Monolithic Power Systems reports AI-related demand is broadening beyond GPUs into CPU servers, optical modules, switches, and storage, driving higher-voltage power conversion needs. AXTI's Q1 signals indium phosphide (InP) substrate demand is accelerating faster than qualified supply, shifting customer procurement toward multi-year allocation security. Aixtron posted soft Q1 revenue of €59m but secured €171m in orders. Management sizes the optoelectronics opportunity at 80-100 G10 tools per year, representing roughly a €300-400m annual TAM. Cohu is strategically pivoting toward AI infrastructure, targeting thermal management for AI accelerators and HBM with its Eclipse handler for extreme power density applications.

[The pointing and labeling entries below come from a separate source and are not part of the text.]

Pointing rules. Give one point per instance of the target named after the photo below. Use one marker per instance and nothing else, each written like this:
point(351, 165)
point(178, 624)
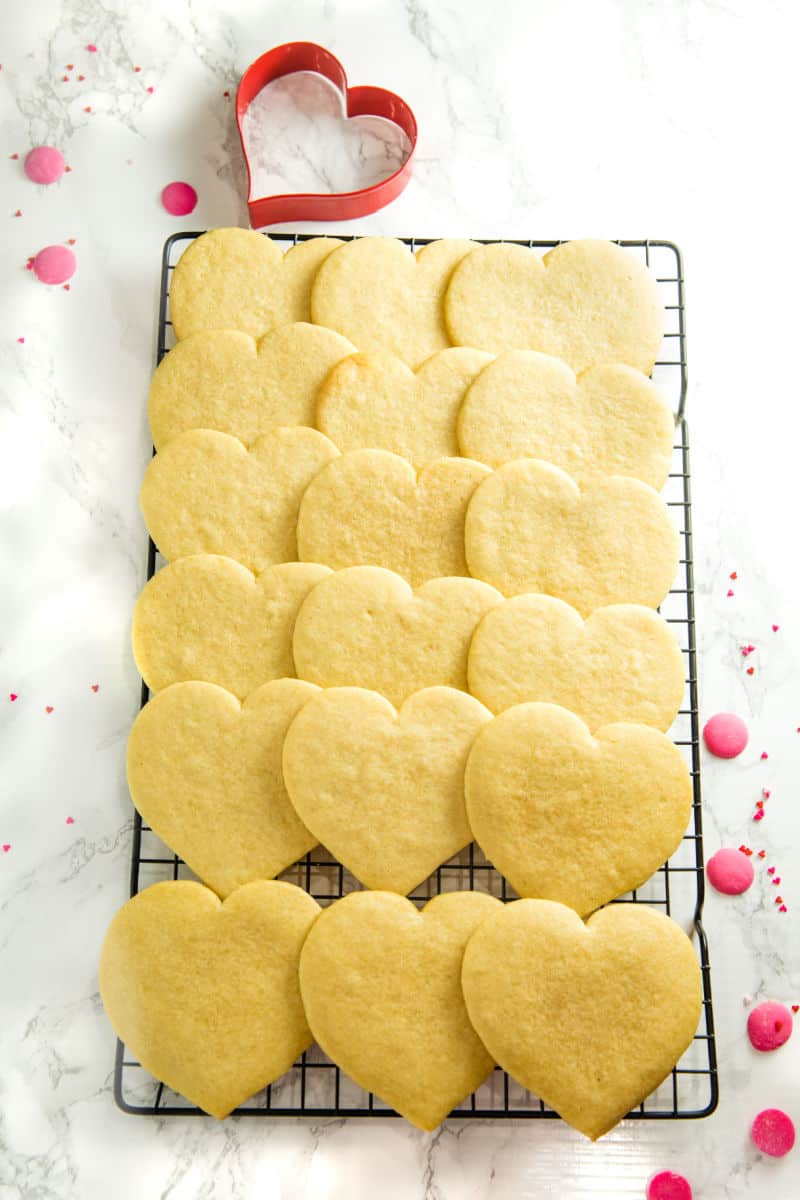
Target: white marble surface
point(669, 119)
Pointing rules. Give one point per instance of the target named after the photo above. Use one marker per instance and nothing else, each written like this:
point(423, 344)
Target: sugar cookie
point(209, 618)
point(529, 528)
point(380, 297)
point(585, 301)
point(366, 628)
point(623, 664)
point(590, 1018)
point(377, 401)
point(371, 508)
point(573, 817)
point(222, 379)
point(382, 987)
point(204, 772)
point(235, 279)
point(611, 420)
point(384, 790)
point(205, 493)
point(205, 995)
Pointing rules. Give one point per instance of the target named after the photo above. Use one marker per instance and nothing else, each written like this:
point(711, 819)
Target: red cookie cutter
point(359, 102)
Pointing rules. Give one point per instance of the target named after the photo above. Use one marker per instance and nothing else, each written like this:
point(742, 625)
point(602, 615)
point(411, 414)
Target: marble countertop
point(611, 118)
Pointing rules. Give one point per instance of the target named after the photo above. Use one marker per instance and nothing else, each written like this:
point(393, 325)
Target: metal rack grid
point(314, 1086)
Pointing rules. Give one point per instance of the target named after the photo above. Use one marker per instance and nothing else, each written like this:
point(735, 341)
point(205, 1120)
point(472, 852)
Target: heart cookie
point(529, 528)
point(204, 772)
point(382, 987)
point(590, 1018)
point(209, 618)
point(611, 420)
point(384, 790)
point(621, 664)
point(234, 279)
point(370, 507)
point(377, 401)
point(573, 817)
point(380, 295)
point(222, 379)
point(585, 301)
point(205, 493)
point(366, 628)
point(205, 994)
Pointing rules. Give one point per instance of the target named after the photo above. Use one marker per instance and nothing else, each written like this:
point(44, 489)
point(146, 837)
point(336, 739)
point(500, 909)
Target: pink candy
point(773, 1132)
point(729, 871)
point(54, 264)
point(769, 1025)
point(179, 198)
point(44, 165)
point(726, 735)
point(668, 1186)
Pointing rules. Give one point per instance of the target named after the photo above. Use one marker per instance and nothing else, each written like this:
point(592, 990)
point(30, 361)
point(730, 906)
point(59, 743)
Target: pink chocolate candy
point(726, 735)
point(668, 1186)
point(773, 1132)
point(769, 1025)
point(44, 165)
point(179, 198)
point(54, 264)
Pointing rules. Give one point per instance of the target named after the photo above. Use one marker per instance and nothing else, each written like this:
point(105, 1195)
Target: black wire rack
point(314, 1086)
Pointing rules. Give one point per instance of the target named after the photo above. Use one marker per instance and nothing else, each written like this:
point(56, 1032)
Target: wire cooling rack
point(314, 1086)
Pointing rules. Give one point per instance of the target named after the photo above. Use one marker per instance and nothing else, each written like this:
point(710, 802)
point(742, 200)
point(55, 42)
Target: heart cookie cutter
point(365, 101)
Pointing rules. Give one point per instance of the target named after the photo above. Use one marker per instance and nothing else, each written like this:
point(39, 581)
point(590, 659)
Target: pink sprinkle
point(54, 264)
point(773, 1133)
point(729, 871)
point(668, 1186)
point(179, 198)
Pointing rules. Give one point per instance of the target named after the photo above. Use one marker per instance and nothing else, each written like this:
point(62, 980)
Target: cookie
point(211, 619)
point(204, 994)
point(611, 420)
point(235, 279)
point(366, 628)
point(590, 1018)
point(371, 508)
point(382, 987)
point(384, 790)
point(380, 297)
point(377, 401)
point(530, 528)
point(205, 493)
point(222, 379)
point(585, 301)
point(572, 817)
point(623, 664)
point(204, 771)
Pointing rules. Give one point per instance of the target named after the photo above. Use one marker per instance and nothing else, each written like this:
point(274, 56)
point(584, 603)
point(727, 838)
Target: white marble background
point(620, 118)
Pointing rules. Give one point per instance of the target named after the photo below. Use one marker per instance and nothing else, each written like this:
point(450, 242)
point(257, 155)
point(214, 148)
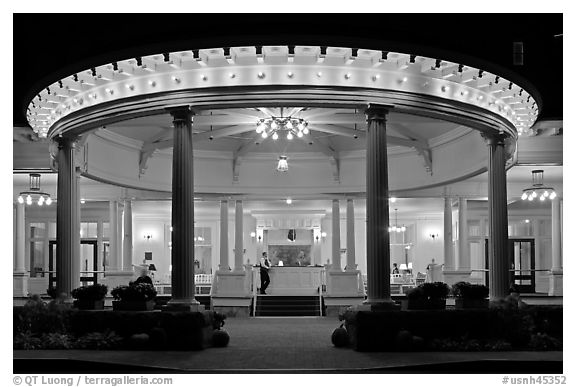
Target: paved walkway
point(297, 344)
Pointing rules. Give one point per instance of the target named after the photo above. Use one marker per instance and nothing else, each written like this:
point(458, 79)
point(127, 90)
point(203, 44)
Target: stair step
point(272, 305)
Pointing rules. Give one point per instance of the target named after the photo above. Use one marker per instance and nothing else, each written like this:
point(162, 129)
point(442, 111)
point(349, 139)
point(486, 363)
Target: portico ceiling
point(234, 129)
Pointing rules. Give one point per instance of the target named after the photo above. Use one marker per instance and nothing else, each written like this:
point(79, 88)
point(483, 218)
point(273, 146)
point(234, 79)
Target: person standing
point(264, 276)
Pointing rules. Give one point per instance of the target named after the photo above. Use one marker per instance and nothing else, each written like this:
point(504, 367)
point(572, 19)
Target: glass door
point(522, 264)
point(88, 263)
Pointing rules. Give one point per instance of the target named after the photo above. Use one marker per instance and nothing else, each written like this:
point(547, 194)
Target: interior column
point(113, 261)
point(20, 266)
point(463, 250)
point(19, 272)
point(498, 274)
point(556, 272)
point(336, 262)
point(350, 237)
point(67, 220)
point(224, 261)
point(183, 286)
point(239, 237)
point(448, 249)
point(377, 237)
point(127, 242)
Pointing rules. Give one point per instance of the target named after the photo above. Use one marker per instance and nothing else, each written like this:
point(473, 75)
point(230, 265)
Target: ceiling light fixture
point(273, 125)
point(35, 193)
point(396, 228)
point(282, 164)
point(538, 190)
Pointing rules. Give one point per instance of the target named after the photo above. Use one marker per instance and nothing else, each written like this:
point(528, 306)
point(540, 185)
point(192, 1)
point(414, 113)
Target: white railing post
point(320, 291)
point(254, 293)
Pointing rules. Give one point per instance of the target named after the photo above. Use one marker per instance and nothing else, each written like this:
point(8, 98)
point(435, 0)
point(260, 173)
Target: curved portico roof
point(281, 76)
point(230, 89)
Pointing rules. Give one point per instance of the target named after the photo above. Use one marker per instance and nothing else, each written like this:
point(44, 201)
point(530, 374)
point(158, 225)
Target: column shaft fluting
point(20, 265)
point(67, 220)
point(238, 237)
point(448, 249)
point(498, 274)
point(556, 236)
point(377, 237)
point(224, 260)
point(127, 240)
point(350, 237)
point(336, 261)
point(463, 251)
point(183, 286)
point(113, 261)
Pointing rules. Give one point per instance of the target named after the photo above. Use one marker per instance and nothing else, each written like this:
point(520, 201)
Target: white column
point(336, 264)
point(463, 253)
point(20, 276)
point(127, 242)
point(350, 237)
point(239, 237)
point(113, 258)
point(556, 236)
point(224, 259)
point(448, 251)
point(556, 272)
point(20, 266)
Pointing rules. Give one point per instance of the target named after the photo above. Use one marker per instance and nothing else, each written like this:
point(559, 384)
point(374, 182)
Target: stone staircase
point(281, 306)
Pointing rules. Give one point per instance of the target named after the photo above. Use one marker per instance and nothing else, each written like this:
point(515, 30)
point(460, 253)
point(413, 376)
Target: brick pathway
point(268, 343)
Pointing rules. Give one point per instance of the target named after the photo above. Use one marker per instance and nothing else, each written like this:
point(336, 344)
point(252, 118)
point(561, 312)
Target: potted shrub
point(134, 297)
point(90, 297)
point(427, 296)
point(470, 296)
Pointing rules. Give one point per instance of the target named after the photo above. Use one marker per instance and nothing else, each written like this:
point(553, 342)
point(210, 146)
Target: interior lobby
point(336, 160)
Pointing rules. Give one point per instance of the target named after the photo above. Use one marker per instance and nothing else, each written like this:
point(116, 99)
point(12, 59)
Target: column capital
point(181, 113)
point(67, 140)
point(494, 138)
point(376, 112)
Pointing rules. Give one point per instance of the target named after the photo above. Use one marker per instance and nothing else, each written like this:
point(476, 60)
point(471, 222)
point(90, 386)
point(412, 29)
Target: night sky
point(49, 47)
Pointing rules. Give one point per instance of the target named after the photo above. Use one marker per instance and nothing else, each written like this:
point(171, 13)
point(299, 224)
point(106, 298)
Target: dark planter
point(89, 304)
point(133, 305)
point(466, 303)
point(409, 304)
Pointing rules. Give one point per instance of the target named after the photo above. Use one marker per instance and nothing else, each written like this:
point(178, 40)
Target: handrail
point(320, 291)
point(254, 292)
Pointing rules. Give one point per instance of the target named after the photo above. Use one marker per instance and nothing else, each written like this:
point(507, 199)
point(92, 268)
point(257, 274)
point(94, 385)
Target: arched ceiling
point(331, 131)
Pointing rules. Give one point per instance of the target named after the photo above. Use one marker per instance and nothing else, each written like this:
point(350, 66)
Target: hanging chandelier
point(396, 228)
point(282, 164)
point(291, 126)
point(34, 194)
point(538, 189)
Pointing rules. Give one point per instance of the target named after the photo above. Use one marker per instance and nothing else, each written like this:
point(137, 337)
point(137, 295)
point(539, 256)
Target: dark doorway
point(521, 263)
point(88, 263)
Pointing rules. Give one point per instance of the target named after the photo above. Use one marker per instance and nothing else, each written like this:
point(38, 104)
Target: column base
point(231, 283)
point(183, 306)
point(232, 306)
point(20, 284)
point(117, 278)
point(452, 276)
point(377, 305)
point(336, 306)
point(344, 284)
point(556, 283)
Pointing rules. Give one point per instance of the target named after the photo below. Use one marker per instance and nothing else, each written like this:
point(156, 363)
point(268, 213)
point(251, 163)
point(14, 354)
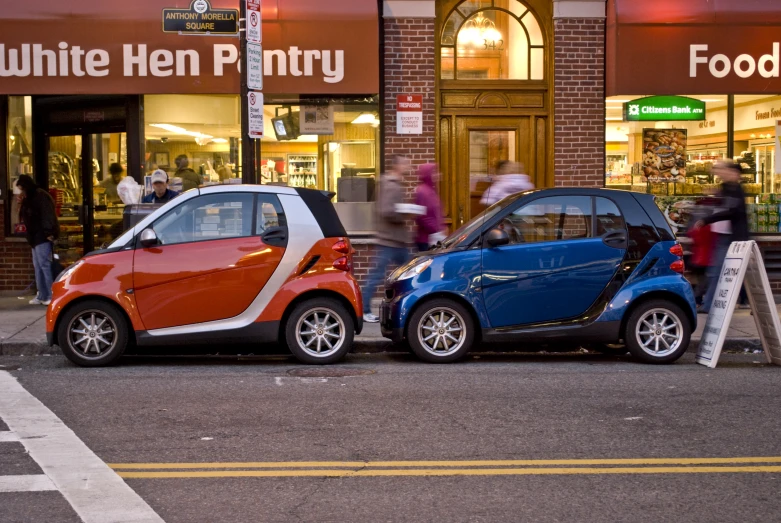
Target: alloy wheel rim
point(441, 331)
point(320, 332)
point(659, 332)
point(92, 333)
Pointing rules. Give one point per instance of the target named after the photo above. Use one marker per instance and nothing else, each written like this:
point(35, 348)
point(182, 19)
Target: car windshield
point(466, 230)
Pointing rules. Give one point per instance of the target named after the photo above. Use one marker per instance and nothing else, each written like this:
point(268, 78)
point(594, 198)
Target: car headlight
point(407, 272)
point(67, 272)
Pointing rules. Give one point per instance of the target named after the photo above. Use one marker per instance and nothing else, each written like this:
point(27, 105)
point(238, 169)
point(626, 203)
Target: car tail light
point(343, 264)
point(342, 247)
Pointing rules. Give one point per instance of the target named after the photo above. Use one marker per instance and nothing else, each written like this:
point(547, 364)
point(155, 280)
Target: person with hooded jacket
point(429, 225)
point(39, 217)
point(510, 181)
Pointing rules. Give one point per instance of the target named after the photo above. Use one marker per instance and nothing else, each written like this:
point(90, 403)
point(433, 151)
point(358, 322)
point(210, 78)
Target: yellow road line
point(479, 463)
point(446, 472)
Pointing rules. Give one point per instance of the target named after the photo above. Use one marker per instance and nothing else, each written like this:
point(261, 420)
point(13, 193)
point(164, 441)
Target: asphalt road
point(346, 443)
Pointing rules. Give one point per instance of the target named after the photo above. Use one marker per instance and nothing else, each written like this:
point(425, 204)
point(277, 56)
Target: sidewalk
point(23, 332)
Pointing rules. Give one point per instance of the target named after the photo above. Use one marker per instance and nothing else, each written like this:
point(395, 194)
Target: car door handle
point(275, 236)
point(616, 239)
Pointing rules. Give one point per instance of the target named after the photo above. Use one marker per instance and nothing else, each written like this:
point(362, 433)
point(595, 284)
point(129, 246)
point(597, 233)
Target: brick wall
point(409, 69)
point(579, 102)
point(16, 263)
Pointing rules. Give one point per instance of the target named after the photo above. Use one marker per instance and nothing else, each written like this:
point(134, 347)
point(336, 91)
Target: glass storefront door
point(83, 172)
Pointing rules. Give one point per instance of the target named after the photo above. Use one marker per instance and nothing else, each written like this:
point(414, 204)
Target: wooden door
point(472, 146)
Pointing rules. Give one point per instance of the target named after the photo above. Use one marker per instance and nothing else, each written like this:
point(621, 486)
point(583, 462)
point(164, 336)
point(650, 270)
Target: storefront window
point(20, 152)
point(322, 144)
point(194, 138)
point(674, 159)
point(492, 40)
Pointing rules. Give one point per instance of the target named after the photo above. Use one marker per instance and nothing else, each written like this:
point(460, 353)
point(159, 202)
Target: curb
point(375, 346)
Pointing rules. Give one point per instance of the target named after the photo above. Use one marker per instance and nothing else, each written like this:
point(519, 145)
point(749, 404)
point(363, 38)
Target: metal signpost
point(742, 266)
point(251, 84)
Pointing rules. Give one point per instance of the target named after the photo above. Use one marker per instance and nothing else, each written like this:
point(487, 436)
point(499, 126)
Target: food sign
point(664, 155)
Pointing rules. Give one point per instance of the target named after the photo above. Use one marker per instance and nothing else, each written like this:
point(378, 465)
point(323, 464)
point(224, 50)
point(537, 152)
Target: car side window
point(609, 218)
point(208, 217)
point(554, 218)
point(270, 213)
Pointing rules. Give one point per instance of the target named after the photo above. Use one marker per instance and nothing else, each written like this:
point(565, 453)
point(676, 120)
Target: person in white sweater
point(510, 181)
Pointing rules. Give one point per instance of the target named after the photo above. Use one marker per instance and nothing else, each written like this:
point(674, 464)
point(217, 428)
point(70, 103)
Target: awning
point(693, 47)
point(161, 46)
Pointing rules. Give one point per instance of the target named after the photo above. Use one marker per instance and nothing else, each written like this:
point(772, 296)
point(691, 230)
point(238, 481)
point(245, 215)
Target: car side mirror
point(497, 237)
point(148, 238)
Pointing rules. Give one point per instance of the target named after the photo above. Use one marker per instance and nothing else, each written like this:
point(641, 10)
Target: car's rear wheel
point(441, 331)
point(93, 333)
point(320, 331)
point(657, 331)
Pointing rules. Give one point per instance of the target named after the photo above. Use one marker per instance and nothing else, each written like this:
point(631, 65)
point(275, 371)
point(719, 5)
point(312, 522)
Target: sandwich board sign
point(743, 265)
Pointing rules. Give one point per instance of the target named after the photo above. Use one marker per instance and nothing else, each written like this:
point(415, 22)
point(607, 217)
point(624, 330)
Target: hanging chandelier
point(478, 32)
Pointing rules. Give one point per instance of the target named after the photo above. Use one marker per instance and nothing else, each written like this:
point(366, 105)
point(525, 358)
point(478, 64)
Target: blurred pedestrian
point(729, 223)
point(430, 226)
point(160, 191)
point(703, 240)
point(116, 174)
point(190, 179)
point(510, 181)
point(392, 234)
point(39, 217)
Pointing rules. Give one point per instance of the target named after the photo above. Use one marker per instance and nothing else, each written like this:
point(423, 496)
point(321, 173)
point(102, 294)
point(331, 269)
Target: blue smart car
point(591, 266)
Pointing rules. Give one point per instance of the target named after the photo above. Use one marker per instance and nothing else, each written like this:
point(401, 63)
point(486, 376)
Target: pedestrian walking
point(161, 193)
point(729, 223)
point(190, 179)
point(702, 239)
point(38, 215)
point(392, 234)
point(116, 174)
point(510, 181)
point(430, 226)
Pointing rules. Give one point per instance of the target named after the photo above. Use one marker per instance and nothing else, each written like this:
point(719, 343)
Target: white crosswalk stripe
point(95, 492)
point(28, 483)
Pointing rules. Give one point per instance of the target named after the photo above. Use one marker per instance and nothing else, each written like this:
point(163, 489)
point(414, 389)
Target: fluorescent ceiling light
point(168, 127)
point(365, 118)
point(179, 130)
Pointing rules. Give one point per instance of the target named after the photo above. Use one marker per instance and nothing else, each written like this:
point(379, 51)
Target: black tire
point(669, 352)
point(109, 326)
point(423, 321)
point(338, 318)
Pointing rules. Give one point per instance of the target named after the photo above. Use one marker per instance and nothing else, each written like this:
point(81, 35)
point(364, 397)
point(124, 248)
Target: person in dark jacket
point(39, 217)
point(392, 235)
point(190, 179)
point(429, 225)
point(730, 223)
point(161, 192)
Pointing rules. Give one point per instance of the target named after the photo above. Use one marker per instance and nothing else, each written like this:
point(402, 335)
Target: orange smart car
point(230, 263)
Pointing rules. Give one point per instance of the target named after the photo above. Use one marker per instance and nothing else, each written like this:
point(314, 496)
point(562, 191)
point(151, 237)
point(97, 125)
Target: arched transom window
point(492, 40)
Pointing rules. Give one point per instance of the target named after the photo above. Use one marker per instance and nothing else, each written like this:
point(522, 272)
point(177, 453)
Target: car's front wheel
point(93, 333)
point(319, 331)
point(441, 331)
point(657, 331)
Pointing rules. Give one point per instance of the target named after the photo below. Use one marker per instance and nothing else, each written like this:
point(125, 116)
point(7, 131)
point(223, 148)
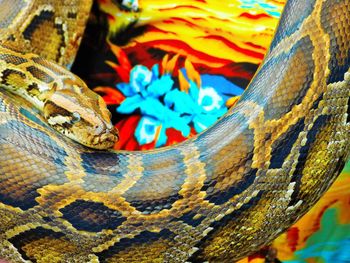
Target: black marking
point(143, 239)
point(303, 154)
point(348, 111)
point(282, 147)
point(8, 72)
point(96, 163)
point(27, 237)
point(221, 197)
point(12, 59)
point(317, 102)
point(36, 21)
point(188, 218)
point(40, 75)
point(291, 21)
point(91, 216)
point(217, 226)
point(155, 206)
point(51, 170)
point(279, 106)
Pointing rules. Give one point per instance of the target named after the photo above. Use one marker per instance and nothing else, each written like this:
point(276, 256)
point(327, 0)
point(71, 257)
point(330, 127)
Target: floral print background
point(169, 69)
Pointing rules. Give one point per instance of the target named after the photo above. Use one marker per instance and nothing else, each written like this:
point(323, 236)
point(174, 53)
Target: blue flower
point(143, 93)
point(163, 106)
point(201, 106)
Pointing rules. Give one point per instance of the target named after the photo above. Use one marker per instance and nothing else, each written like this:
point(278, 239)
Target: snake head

↳ Low TSMC SoIC yields have forced the industry to lower near-term 2026 Co-Packaged Optics (CPO) shipment forecasts. Teradyne reported 1Q26 revenue of $1.28B and GM of 60.9%, but guided 2Q26 revenue down 6% QoQ to $1.15-$1.25B, entering a transition period. Furthermore, Teradyne acknowledged Advantest's capabilities in CPO testing, challenging assumptions of overwhelming dominance.
Bare metal cloud capacity is completely sold out. Top AMD providers like Vultr, DO, TW are moving massive numbers of MI355x, with zero availability. DigitalOcean is pricing H100s at $3.39 and MI300x at $1.99. In China, Huawei will capture the largest share of the domestic AI chip market in 2026. Sales are leaping at least 60% to roughly $12B, up from $7.5B in 2025, driven by the 950PR chip and an upcoming 950DT upgrade in Q4. Beijing requires tech firms to support domestic chips, while US regulators restrict Nvidia's H200 clearance. Morgan Stanley predicts the China AI chip market will hit $67B by 2030, with 86% supplied domestically. SMIC has also successfully produced early 3-nanometer test wafers.
↳ Applied Digital signed a 15-year lease for a 300 MW critical IT load campus with a second US investment-grade hyperscaler. The deal adds ~$7.5B in contracted value, bringing total contracted revenue to $23B+. Over 50% of revenue is now backed by IG tenants.